O acórdão é de 20 de julho último e o Palácio Ratton foi chamado a pronunciar-se por requerimento subscrito por Paulo Bruno Rodrigues Nunes Ferreira, Roberto Carlos Teixeira Almada, Élvio Duarte Martins Sousa, Filipe Renato Silva Rebelo e Miguel Alexandre Palma Costa.

As assinaturas foram reconhecidas, nas qualidades, respetivamente, de Presidente da Comissão Política Concelhia do Funchal do PS da Madeira, de representante do BE, de Secretário-Geral do JPP, de representante da Comissão Política Nacional do PDR e de mandatário do NC.

O requerimento deu entrada no TC a 18 de julho de 2017, pedindo a apreciação e anotação, nos termos do disposto no n.º 2 do artigo 17.º da Lei Eleitoral dos Órgãos das Autarquias Locais, aprovada pela Lei Orgânica n.º 1/2001, de 14 de agosto (LEOAL), de uma coligação eleitoral denominada «CONFIANÇA».

O requerimento foi instruído com os seguintes documentos, dos quais resulta a decisão de constituição da referida coligação eleitoral em vista das próximas eleições autárquicas: acordo de constituição de coligação eleitoral; ata da reunião da Comissão Política Concelhia do Funchal do PS, de 17 de abril de 2017; ata da reunião da Comissão Política do BE; ata da Comissão Nacional do JPP; ata da Comissão Política do PDR; certidão de deliberação da Comissão Política Nacional do NC; exemplares das páginas dos jornais diários Jornal da Madeira e Diário de Notícias, ambos de 13 de julho de 2017, com o anúncio da coligação denominada «CONFIANÇA», incluindo o respetivo símbolo e a sigla.

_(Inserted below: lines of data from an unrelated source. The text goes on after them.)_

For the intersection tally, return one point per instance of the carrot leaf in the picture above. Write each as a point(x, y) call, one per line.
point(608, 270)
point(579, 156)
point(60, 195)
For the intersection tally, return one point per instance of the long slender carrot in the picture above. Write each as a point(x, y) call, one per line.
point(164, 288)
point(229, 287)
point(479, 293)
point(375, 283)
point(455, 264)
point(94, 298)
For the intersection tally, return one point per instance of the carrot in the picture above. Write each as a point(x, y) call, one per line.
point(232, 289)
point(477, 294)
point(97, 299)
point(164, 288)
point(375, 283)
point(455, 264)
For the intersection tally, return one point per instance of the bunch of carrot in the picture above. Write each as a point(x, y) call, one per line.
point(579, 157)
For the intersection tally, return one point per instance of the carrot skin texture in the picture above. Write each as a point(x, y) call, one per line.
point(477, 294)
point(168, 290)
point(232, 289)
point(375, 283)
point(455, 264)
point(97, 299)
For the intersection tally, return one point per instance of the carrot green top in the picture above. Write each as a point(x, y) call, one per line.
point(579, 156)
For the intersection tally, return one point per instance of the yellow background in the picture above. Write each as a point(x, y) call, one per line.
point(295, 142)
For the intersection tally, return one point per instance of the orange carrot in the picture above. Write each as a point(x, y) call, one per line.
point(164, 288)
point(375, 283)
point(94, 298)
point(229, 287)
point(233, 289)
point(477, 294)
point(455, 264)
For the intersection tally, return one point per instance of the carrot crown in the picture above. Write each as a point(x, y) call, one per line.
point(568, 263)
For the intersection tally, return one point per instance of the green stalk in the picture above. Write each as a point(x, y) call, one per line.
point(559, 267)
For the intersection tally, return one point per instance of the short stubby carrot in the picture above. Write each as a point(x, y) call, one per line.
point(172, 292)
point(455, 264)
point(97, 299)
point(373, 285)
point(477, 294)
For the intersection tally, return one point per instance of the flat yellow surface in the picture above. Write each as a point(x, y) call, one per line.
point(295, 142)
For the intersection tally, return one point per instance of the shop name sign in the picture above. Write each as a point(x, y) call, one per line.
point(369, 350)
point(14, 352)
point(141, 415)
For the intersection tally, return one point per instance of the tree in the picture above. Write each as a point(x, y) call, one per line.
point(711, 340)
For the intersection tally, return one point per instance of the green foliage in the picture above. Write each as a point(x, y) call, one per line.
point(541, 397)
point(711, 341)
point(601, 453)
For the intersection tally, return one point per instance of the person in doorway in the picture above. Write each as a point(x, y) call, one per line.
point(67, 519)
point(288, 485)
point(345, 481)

Refira-se que compete ao Tribunal Constitucional, em secção, «apreciar a legalidade das denominações, siglas e símbolos das coligações para fins eleitorais bem como a sua identidade ou semelhança com as de outros partidos, coligações ou frentes e proceder à respetiva anotação».

“A denominação, a sigla e o símbolo da mesma coligação não incorrem em ilegalidade, considerando, nomeadamente, quer o artigo 51.º, n.º 3, da Constituição da República Portuguesa, quer o artigo 12.º, n.ºs 1 a 3, da LPP, não se confundindo com os correspondentes elementos de outros partidos ou de coligações constituídas por outros partidos”, revela o TC.